What were the other fellows doing up there in the middle of the field? It was the funniest foot-ball game I had ever seen. Every time the ball was put in play, there would be a long pause, to find out what next to do. Both teams would all gather round Carl Smith and he would expound the law to them out of his manual of rules. And from where I sat on my lichened rock, I could hear much dispute and often loud words. The warm afternoon sped on. Nothing happened to distract my attention. The discussing became a sort of monotonous drone to me. I felt drowsy and nearly tumbled off my rock. So I played mumbley-peg for a while.

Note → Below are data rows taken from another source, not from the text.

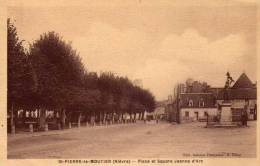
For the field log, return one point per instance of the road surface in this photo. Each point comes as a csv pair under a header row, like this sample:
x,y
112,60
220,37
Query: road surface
x,y
129,141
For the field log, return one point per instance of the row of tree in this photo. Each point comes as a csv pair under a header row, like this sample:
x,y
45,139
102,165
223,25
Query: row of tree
x,y
51,76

Finally, as it was nearing supper-time, I shouted that “if they were not going to give me a chance at that ball, I was going home.” So, off I meandered down Pearl Street. If a touch-down was afterwards made through my having abandoned my post, I do not know. I never even inquired. And as Carl left for the east in a few days and took his precious pig-skin with him, nothing more about foot-ball was broached. I graduated in June of 1892 without any farther experimental knowledge of the game, and was quite unprepared for the shock i met with at Harvard in the fall of that same year, where foot-ball was the Tsar of sports and the games with Yale and Princeton and Pennsy were climacteric occasions.

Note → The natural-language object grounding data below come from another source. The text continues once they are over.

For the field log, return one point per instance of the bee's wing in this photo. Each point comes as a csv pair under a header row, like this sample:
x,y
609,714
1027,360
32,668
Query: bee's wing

I am confounded by my own failure to recall a single other participant in that scrimmage behind the Butte. Judge Potter was probably not there. He was not athletically inclined, if I remember his student days and, besides, he was wearing a silky beard which fell almost to his waistline. Ed Orton may have been in the fray. He was be-whiskered too, but i do not think he would have counted it an alibi. Darwin Yoran, our Hon. ex-Mayor and now our Hon. Postmaster, could have been there. His long legs were admirably adapted to end runs. And Clyde Patterson – were you there, Clyde? So long absent from Eugene, but lately returned to the scene of your former escapades: maker of skiffs to ply our stumpful Mill Race, rider of a bicycle whose front wheel had the hub-spokes, felloes, and tire of a farmer’s truck-wagon, such that, when you started down Eleventh Avenue on the loose board walks, we knew it was you and not a typhoon – into all sorts of scrapes and out just as soon – you surely could not have missed that game back of Skinner’s. And Herbert Condon, now indispensable Comptroller of the University of Washington, owner of a similar wheel but painted a different hue – were you delivering Morning Oregonians that afternoon on your real flesh-and-blond pony – the pony on whose back you used to stand when lighting our old-fashioned kerosene streetlamps – or did you yield to temptation and ditch your bundle of papers under a sidewalk until you had played the game?
Well, this is much like speaking through a microphone. I hope someone will hear my appeal. So, boys, now all together! – WE WANT OUR O.